The need to secure new and increasingly complex supplier ecosystems in the digital age is rapidly rising up the agenda of CEOs around the globe. Since the beginning of the global pandemic, supply chain risk has risen to become one of the top four growth risks facing today’s organizations, as noted in the KPMG 2021 CEO Outlook Pulse Survey.
Make no mistake — traditional approaches to third party assurance are no longer fit for purpose in today’s new reality. While third party risk management, monitoring and innovation will not be new to your organization; a sharp focus on emerging threats amid accelerating digital transformation, cloud adoption, software-defined infrastructure and new models of working has become critical.
The pandemic has brought into stark relief the need for complex digitally enabled ecosystems that will reliably and securely meet ever-evolving customer and business demands. Our thinking must evolve to match today’s incredibly fast-paced, connected and rapidly changing world.
Organizations once concerned with merely managing third parties are now working in a vast new risk-charged world — managing fourth, fifth and even sixth parties.
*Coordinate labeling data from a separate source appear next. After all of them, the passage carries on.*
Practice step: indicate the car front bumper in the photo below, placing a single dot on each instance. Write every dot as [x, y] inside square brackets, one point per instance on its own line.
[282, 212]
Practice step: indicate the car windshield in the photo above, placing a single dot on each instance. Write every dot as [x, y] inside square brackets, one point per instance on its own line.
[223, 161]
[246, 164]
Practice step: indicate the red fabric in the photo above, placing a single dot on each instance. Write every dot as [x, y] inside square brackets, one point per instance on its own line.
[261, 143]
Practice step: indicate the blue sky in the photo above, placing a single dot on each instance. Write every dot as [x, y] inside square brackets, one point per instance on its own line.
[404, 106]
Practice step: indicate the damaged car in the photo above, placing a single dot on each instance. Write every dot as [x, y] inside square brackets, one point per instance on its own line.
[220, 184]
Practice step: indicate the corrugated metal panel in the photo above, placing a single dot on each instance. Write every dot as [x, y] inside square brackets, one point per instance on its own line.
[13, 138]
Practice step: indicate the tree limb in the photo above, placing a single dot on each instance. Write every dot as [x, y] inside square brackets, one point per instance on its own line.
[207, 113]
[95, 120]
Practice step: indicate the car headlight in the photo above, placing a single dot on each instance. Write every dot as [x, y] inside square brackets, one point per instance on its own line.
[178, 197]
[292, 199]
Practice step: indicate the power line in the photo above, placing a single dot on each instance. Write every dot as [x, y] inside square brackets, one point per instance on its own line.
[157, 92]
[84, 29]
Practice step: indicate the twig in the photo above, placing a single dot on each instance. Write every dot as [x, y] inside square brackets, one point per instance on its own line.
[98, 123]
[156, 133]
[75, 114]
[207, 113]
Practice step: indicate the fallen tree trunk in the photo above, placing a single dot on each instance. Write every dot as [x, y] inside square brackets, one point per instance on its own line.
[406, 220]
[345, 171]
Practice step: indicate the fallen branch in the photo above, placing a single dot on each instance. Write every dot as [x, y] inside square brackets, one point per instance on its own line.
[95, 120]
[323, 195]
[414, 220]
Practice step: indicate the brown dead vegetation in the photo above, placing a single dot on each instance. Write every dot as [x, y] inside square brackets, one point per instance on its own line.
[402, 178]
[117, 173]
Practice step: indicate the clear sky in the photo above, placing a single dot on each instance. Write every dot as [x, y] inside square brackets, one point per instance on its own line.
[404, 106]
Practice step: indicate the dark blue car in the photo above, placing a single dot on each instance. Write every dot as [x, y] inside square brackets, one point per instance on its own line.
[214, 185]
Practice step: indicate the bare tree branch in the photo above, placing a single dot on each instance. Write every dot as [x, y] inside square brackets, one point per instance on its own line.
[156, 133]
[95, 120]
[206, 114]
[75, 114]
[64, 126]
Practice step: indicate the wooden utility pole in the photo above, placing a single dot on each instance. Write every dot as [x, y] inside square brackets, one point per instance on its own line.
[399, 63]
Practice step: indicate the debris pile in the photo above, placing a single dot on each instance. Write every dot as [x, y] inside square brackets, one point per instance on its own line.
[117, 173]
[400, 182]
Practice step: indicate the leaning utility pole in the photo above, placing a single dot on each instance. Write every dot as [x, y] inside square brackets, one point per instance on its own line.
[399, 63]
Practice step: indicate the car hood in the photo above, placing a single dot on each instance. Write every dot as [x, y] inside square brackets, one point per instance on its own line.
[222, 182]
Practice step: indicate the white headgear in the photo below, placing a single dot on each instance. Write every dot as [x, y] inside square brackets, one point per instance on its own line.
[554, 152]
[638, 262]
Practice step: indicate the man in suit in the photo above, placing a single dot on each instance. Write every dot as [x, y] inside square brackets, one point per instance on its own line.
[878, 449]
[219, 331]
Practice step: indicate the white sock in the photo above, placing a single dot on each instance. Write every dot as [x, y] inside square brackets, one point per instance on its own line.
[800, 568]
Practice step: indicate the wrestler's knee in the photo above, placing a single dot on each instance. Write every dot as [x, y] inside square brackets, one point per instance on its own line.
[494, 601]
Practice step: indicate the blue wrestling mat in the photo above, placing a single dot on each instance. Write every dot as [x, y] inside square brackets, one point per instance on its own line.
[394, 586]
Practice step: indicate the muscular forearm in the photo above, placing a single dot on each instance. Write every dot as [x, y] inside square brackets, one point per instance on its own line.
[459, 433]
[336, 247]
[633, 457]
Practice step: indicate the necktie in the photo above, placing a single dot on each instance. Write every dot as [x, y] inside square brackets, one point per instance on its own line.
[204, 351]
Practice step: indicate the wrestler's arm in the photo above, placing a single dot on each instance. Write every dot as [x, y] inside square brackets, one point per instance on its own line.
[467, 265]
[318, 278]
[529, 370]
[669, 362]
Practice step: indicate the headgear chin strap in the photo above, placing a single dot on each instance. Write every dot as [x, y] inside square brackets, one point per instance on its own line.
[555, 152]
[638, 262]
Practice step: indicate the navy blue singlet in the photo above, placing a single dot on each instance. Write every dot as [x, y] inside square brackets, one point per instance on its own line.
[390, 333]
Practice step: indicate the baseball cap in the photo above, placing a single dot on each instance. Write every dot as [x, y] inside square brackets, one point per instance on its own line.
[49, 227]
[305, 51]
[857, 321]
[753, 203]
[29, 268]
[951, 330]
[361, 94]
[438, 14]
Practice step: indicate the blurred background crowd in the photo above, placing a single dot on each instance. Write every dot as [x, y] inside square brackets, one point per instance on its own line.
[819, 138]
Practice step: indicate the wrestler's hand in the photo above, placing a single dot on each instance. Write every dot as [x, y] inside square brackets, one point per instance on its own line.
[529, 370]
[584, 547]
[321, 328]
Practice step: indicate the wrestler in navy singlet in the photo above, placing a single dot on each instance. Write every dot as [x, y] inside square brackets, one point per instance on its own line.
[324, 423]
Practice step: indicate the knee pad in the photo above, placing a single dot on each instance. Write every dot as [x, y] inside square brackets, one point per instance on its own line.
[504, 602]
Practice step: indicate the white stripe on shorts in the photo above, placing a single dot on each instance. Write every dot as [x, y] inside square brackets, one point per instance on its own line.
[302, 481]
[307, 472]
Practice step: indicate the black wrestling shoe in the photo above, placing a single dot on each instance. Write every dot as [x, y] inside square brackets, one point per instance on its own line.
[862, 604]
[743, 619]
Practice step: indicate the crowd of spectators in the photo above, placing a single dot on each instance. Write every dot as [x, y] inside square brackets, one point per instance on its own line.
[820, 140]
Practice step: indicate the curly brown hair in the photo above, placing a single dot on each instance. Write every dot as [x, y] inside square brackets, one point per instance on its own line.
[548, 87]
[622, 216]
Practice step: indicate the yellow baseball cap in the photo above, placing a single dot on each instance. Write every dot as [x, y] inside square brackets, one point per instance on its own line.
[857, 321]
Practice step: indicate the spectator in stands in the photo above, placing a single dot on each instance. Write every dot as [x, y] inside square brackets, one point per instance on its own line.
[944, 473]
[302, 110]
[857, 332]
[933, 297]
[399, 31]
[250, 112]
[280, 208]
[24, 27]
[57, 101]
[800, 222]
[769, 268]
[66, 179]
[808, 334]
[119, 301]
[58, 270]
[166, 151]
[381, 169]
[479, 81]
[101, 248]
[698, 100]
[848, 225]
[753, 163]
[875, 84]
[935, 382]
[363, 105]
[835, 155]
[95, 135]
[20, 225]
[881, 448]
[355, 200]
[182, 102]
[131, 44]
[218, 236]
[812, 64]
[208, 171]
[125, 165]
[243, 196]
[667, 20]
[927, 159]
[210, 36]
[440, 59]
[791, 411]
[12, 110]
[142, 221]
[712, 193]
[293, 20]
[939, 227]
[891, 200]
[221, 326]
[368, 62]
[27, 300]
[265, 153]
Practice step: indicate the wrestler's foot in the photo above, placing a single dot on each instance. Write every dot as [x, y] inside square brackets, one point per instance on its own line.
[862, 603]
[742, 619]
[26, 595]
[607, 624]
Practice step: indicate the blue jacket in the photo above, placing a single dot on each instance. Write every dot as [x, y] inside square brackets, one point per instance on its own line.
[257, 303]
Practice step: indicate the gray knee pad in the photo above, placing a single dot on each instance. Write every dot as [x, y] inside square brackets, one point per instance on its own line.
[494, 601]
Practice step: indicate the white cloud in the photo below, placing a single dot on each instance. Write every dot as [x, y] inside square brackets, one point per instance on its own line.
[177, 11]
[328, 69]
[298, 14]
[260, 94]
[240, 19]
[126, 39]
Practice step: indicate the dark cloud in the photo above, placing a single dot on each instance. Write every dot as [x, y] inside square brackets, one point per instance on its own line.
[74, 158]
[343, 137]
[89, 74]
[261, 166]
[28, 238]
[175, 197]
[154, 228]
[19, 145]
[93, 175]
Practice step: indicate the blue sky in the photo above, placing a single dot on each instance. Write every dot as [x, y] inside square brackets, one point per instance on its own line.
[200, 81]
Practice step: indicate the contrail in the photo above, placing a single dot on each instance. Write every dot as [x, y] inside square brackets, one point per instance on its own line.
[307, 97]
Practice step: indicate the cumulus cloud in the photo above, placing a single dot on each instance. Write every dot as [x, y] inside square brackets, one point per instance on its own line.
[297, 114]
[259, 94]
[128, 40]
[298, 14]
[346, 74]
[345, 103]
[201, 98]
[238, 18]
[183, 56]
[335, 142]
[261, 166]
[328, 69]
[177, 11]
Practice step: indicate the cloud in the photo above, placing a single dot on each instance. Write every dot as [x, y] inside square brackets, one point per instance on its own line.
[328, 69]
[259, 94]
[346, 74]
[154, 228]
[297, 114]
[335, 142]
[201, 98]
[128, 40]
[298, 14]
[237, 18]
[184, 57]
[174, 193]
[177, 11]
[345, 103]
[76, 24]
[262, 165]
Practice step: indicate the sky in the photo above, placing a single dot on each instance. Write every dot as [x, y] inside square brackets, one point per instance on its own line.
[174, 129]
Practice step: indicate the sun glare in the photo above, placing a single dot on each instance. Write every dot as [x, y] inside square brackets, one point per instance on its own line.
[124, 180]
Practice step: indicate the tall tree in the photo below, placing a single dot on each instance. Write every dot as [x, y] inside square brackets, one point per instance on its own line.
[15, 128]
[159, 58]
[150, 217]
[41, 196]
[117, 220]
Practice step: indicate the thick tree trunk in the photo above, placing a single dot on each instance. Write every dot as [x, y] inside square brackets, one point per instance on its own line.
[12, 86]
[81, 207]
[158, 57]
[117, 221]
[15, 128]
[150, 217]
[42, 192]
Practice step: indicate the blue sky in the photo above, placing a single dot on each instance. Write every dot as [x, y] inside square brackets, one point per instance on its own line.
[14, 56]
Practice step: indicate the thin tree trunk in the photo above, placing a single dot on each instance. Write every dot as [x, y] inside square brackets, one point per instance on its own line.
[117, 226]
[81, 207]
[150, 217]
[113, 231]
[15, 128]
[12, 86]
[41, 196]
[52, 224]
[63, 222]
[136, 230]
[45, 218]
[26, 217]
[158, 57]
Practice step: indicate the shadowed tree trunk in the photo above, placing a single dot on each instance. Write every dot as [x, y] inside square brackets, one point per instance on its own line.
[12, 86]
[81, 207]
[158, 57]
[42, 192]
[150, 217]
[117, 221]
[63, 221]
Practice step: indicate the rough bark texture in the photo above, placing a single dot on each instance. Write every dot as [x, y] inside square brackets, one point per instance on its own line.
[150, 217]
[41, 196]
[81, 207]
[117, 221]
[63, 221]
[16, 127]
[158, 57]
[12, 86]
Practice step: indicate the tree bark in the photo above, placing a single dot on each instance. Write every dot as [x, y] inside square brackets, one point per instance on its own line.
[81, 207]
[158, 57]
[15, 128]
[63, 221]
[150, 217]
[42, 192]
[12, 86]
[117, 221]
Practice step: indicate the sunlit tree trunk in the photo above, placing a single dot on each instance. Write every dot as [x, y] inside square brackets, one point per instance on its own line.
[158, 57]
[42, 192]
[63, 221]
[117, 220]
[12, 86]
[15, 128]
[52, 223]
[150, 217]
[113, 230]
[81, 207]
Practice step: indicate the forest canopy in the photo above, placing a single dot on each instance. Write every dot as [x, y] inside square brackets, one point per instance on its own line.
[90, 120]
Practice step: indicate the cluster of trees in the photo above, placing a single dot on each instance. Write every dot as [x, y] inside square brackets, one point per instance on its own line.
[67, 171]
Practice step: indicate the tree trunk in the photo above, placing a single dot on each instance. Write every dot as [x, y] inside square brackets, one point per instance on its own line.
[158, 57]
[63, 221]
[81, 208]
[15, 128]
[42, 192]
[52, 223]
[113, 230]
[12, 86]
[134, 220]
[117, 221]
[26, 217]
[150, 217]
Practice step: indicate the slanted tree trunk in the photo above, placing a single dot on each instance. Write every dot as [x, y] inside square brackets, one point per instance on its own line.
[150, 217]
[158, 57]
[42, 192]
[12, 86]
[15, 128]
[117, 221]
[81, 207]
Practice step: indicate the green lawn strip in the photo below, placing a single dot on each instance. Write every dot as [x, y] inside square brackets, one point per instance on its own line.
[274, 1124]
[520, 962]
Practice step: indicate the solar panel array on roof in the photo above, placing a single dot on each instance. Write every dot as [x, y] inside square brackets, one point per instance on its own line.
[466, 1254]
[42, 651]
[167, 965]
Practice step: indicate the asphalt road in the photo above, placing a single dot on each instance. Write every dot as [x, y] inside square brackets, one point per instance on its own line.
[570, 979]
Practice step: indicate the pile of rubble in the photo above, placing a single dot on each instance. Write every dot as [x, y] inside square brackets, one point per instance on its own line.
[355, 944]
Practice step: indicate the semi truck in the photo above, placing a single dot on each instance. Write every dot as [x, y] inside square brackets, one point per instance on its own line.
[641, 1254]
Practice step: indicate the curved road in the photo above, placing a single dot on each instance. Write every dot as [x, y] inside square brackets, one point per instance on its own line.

These parties include a mix of cloud and IT providers, partners and affiliates that define today’s modern extended enterprise.
The new reality pushes the boundaries and pace of digital transformation. Unlocking new ways to enhance supply chain capabilities and security in the digital era will likely spell the difference between success and failure.
Closing the door to open innovation threats
Understanding and effectively managing the third-party ecosystems supporting today’s businesses has become more challenging than ever amid the rapid proliferation of new, digitally enabled, open innovation models.
KPMG professionals are seeing back doors being written into critical commercial and open-source software that, once embedded, unlock dangerous opportunities for bad actors to deploy malware into otherwise secure infrastructures. Those back doors can lie dormant, appearing benign, until activated by an attacker. Polymorphic malware that changes its identity features to evade detection, typically introduced by a subverted security or management tool, can quickly undermine even the most hardened security environment.
To compound that challenge, gaining clear visibility into today’s increasingly broad and complex supply chains via legacy third party risk management is becoming extremely difficult.